The ability to subordinate opinions, values, beliefs and ideas (our own and others) to a more complex system, to place them in its context - to rank by priority, to combine, to create new values ​​and beliefs that we did not know existed before - allows us to become authors your reality and view yourself as the source of your own internal authority. Hence the term “self-authored mind.”

This new way of knowing does not eliminate the anticipation of risks and dangers from our mental life. Rather, it changes the basis and context in which forebodings arise. Anxiety is no longer caused by the fear of being rejected by one’s own clan, or “tribe,” but, for example, by the fear of not meeting one’s standards; fear that we will not be able to fulfill our goals and objectives, that we will lose control over life; fear of the ink drying out in the pen with which we write the story of our lives.

And if a person is not going to remain forever hostage to his theories, concepts, plots, contexts and ideology, he must create an even more comprehensive system of knowledge that will allow him to look on your belief system, not through her. Then the conceptual coordinate system used by a person becomes preliminary, developing. This allows you to gain more emotional and mental space, to question the boundaries of existing frameworks, rather than just defending the existing framework as complete and viewing any counter-proposals as a blow to yourself.
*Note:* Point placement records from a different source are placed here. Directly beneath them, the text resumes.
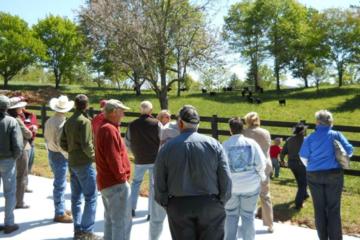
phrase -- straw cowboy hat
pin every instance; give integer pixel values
(61, 104)
(17, 102)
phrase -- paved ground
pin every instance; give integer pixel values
(36, 222)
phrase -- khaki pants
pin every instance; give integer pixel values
(266, 204)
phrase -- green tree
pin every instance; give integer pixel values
(244, 31)
(343, 38)
(18, 46)
(64, 45)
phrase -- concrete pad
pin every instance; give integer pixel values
(37, 221)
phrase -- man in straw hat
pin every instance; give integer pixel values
(113, 173)
(77, 140)
(11, 147)
(58, 157)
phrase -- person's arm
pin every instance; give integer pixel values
(86, 139)
(345, 143)
(160, 179)
(305, 151)
(224, 176)
(17, 145)
(260, 161)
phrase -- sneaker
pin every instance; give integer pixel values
(63, 219)
(90, 236)
(10, 228)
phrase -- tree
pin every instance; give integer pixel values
(243, 30)
(18, 46)
(64, 45)
(343, 38)
(310, 50)
(145, 36)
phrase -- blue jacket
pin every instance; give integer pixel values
(318, 149)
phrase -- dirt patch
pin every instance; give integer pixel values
(40, 96)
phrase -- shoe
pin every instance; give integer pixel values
(10, 228)
(270, 229)
(63, 219)
(22, 206)
(90, 236)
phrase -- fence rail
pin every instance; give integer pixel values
(214, 130)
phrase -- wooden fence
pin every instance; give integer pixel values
(216, 132)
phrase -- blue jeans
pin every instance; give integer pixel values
(326, 189)
(117, 215)
(244, 206)
(83, 183)
(8, 177)
(59, 165)
(140, 170)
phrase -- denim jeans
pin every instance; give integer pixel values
(158, 215)
(83, 183)
(117, 215)
(276, 166)
(241, 205)
(140, 170)
(8, 177)
(326, 188)
(59, 165)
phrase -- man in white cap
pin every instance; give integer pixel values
(11, 147)
(113, 173)
(142, 138)
(57, 156)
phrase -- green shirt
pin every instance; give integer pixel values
(77, 140)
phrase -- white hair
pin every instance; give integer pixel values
(191, 126)
(145, 107)
(324, 117)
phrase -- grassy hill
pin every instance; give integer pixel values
(301, 105)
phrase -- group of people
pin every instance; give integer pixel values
(203, 186)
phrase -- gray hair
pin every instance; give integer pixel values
(145, 107)
(191, 126)
(112, 105)
(324, 117)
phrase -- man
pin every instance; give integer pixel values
(291, 148)
(11, 147)
(192, 181)
(247, 165)
(158, 213)
(76, 139)
(142, 138)
(57, 157)
(113, 173)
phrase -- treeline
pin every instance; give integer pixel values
(158, 42)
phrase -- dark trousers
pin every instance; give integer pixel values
(200, 218)
(326, 188)
(300, 177)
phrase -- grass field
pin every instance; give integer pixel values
(301, 105)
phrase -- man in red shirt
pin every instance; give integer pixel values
(275, 150)
(113, 173)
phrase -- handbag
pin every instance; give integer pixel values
(341, 156)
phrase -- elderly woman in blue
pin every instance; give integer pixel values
(324, 175)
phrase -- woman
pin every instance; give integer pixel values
(324, 175)
(15, 110)
(291, 148)
(262, 137)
These three qualitatively different levels of complexity of mental development represent three different approaches from the point of view of epistemology. Every way of knowing maintains a balance between what is the subject and what is the object. The development of the ability to cognition - adaptation - implies bringing the cognitive system into a non-equilibrium state, allowing one to gain the ability "look at"where before we could only " look through».

But the question remains: “ What helps or enables us to make the transition from subject to object? What determines the development of complexity of consciousness? Can we use our understanding of these factors to nurture and accelerate this development?”

Research from Harvard professors that will help you overcome inertia and “immunity to change” in your company.

A recent study found that when cardiologists seriously warn their high-risk patients that they will literally die unless they make lifestyle changes such as dieting, exercising, and quitting smoking, only one in seven such patients turns out to be capable of serious changes in his life!

If people are not willing to change even when their own lives are at stake, then how can managers at any level in different organizations expect success from the changes they make (even though employees may wholeheartedly support them) when the stakes and possible Are the returns from these activities not at all as high as in the case of heart patients?

Like cardiology patients, the challenges to change facing today's leaders and their teams are, for the most part, not issues of will. The problem is our inability to bridge the gap between what we sincerely, even passionately, want and what we are actually capable of. Bridging this gap is a major challenge for psychology in the twenty-first century.

In their book, Keegan and Lahey show how you can overcome “change immunity” and lead your company forward.

The book is divided into three parts. The first part introduces you to a new understanding of change. The second shows the value of Keegan and Lahey's approach to the employee, work teams and entire organizations. The third part is devoted to practice - in it the authors invite you to try the approach on yourself.

Who is this book for?

For managers and executives who are interested in self-learning issues for their organizations.